By Sean Michael Kerner
Consolidation in the storage industry continued today with Western Digital’s announcement that it plans to acquire Hitachi Global Storage Technologies (Hitachi GST) in a transaction valued at $4.3 billion ($3.5 billion in cash and 25 million shares of WD stock valued at approximately $750 million). Hitachi GST is a wholly-owned subsidiary of Hitachi Ltd.
The deal is expected to close in the third calendar quarter of 2011. Hitachi's storage division has its roots in IBM's hard disk drive (HDD) business, which Hitachi acquired in 2002 for about $2 billion.
"There is an aligned path to this consolidation. I won't say easy, but I say aligned," said John Coyne, Western Digital’s CEO. "We don't underestimate the challenges, but we believe there are structural differences that will help us put these two businesses together and continue to grow profitably."
Consolidation in the HDD market is not new. Rival Seagate acquired Maxtor for $1.9 billion in 2005.
"We view WD's acquisition of HGST as a competitive negative for Seagate," Aaron C. Rakers, an analyst with Stifel Nicolaus, wrote in a research note on the proposed acquisition.
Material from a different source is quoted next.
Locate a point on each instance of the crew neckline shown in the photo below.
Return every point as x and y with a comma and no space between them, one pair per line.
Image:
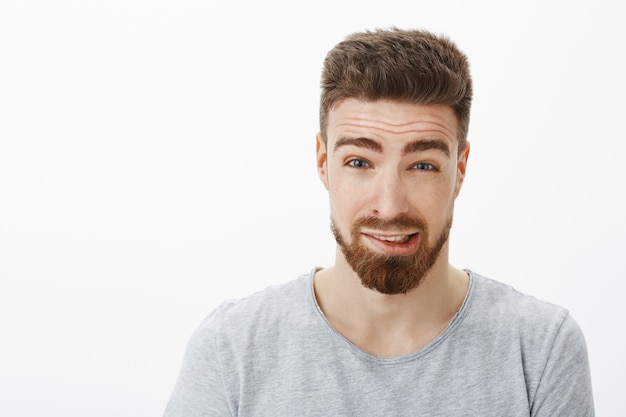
450,328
The acquisition could also have ramifications for the solid-state disk (SSD) drive market. “We would view WD’s market presence, coupled with the HGST/Intel joint venture for SSDs (and HGST’s standalone presence in the enterprise-class HDD market), to represent a competitive focal point/negative for STEC,” Rakers noted.
Prior to the acquisition closing, Coyne stressed that it will remain “business as usual” at Western Digital. "We will . . . approach the market in the same way we have before this announcement," Coyne said.
WD officials said that they would retain the Western Digital name and remain headquartered in Irvine, CA.
Shares of Western Digital [NYSE:WDC] soared on news of the announcement, at one point jumping nearly 20% to $35.78 in Monday morning trading.